Оживляла его, чрезвычайно неожиданно, тема любви. Лирика Тютчева с вечной, непреходящей памятью о прошлом, когда-то смертельно ранила Вейдле. В минуты волнения он начинал заикаться. И образ почтенного, гологолового, желтовато-лимфатического, веснушчатого доцента, рассказывающего заикаясь о старческой любви Тютчева, казался и смешным, и трагичным.
Вопреки европейской рассудительности и всем похвальным мыслям относительно религии и искусства, что-то в нем свидетельствовало о глубоком личном неблагополучии. Мне всегда казалось, что Вейдле самого главного, может быть, бессознательно не договаривает.
Формально он сотрудничал вместе с Фондаминским, Федотовым и Степуном в «Новом граде», но был это человек совсем другого склада. «Безумие креста» для Вейдле отражалось только в искусстве. Федотов, отчасти бунтуя, все же принимал это «безумие» без оговорок.
В одном споре о культуре я сослался на индусских монахов и на древних христиан, не овладевших даже элементарной грамотой.
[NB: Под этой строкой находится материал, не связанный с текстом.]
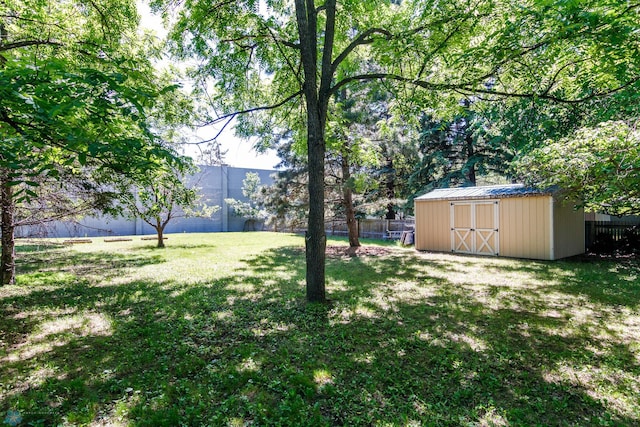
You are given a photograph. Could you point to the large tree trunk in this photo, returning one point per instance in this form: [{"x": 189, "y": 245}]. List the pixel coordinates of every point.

Вейдле, криво усмехаясь, возразил:
— Вы сразу стреляете из пушек даже по воробьям.
Вот разговор о «воробьях» (архитектура, ноты, мозаика) без ссылки на самое главное, мне тогда казался непонятным, смешным и даже вредным. А вместе с тем, здесь секрет культуры: в самоограничении, дисциплине и классификации материала.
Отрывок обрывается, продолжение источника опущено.